I was impressed with both the slight weight, at about 150g (0.35lbs) and easy size in the hand. The blade itself is only 7cm (2.87") long, which opens with an ambidextrous skeltonized opening in the back of the blade. An interesting feature of this knife is that the deployment is fully adjustable, by adjusting the tension in a spring-bar which is accessible by removing the scales. This is facilitated by the included TORX wrench, which was a nice touch.

The same wrench can also be used to flip the pocket clip from side to side.

The scales are made of FRN (Fiberglass Reinforced Nylon) which is a more flexible yet durable alternative to the more common G10. The grip is textured with the 5.11 logo, as well as three circular finger tip dips.Crenelations on both the inside of the handle and back  of the blade allow further positive grip.

Equipped to enable both a blade up and blade down grip, the large reinforced retention ring typical of this type of blade, giving both pinkie or index finger grips. That ring allows both a retention, and lanyard attachment point as well as being a blunt impact tool.

The linear lock set into the back handle allows the return the S30V Crucible steel curved, scythe blade into its recess, and the clasp tension is directly related to the adjustable tensioner used for release of the blade. The short blade is not an issue given the particular style of use this kind of blade allows, and for the particular uses Omega uses it for.

The glare and corrosion eliminating Teflon finish of the blade only adds to its overall slick production. That evil claw of a blade makes up for lack of length with style and stealth.

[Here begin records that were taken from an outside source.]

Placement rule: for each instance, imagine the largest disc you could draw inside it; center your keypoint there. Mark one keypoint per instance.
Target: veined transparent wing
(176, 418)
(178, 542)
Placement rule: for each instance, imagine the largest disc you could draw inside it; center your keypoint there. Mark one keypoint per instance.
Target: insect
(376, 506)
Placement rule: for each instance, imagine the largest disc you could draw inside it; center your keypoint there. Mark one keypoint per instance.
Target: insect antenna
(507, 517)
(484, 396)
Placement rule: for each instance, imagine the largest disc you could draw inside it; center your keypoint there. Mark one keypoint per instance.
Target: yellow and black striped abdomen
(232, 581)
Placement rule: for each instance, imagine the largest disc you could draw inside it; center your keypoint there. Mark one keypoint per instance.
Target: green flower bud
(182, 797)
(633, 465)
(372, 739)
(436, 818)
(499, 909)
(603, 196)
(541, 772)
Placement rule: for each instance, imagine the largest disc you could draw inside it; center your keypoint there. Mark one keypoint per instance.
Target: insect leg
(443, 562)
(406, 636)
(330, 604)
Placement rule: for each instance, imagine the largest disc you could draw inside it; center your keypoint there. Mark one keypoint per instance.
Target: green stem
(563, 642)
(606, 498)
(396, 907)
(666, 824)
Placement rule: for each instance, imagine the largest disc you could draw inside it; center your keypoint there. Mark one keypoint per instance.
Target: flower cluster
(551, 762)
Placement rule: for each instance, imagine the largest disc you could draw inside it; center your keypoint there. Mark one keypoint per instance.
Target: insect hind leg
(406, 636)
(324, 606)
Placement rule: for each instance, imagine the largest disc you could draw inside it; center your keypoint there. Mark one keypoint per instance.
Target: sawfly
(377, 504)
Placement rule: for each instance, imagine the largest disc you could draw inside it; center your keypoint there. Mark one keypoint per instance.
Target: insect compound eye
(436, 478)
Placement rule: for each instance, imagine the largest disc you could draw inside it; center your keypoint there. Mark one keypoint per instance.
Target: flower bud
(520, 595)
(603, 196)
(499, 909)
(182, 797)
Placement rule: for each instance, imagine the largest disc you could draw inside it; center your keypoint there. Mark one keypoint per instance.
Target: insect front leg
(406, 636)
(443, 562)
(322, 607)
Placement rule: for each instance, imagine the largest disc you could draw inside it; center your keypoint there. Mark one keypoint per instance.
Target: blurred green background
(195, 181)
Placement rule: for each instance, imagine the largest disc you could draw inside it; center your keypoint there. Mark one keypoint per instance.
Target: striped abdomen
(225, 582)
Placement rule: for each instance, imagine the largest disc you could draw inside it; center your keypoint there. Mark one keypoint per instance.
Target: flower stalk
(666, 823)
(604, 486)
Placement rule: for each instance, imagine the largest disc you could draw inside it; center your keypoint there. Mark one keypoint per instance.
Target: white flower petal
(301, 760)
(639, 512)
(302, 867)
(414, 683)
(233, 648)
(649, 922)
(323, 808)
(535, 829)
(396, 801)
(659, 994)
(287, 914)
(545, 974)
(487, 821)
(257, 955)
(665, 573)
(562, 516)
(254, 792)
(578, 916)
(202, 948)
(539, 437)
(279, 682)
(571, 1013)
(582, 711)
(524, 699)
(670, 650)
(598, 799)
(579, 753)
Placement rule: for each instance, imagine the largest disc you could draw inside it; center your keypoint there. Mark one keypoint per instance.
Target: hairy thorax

As you can see, it works nicely as the backbone of an EDC tool-chain, with a WTF and Eat'n Tool on a baby carabiner on Omega's one.


  1. How exactly do I adjust the tension bar or spring? I want to make mine smoother and easier to open as it is very stiff now and hard to open. Thanks

    1. You need to unscrew the scale on one side, this will expose the internals, including the tensioning bar.

    2. I've gotten that far, but how do you adjust the bar to make it less stiff and more smooth and easy to open? Do I need to file down the bar to make it shorter?

    3. Aha! I initially just flipped the one in mine, as it was bent now way, and if reversed it put less pressure on the lock, making it a lighter lock. After some fooling around, I did it again, took the bar out and hammered it a little straighter to find a middle ground. Hope that helps!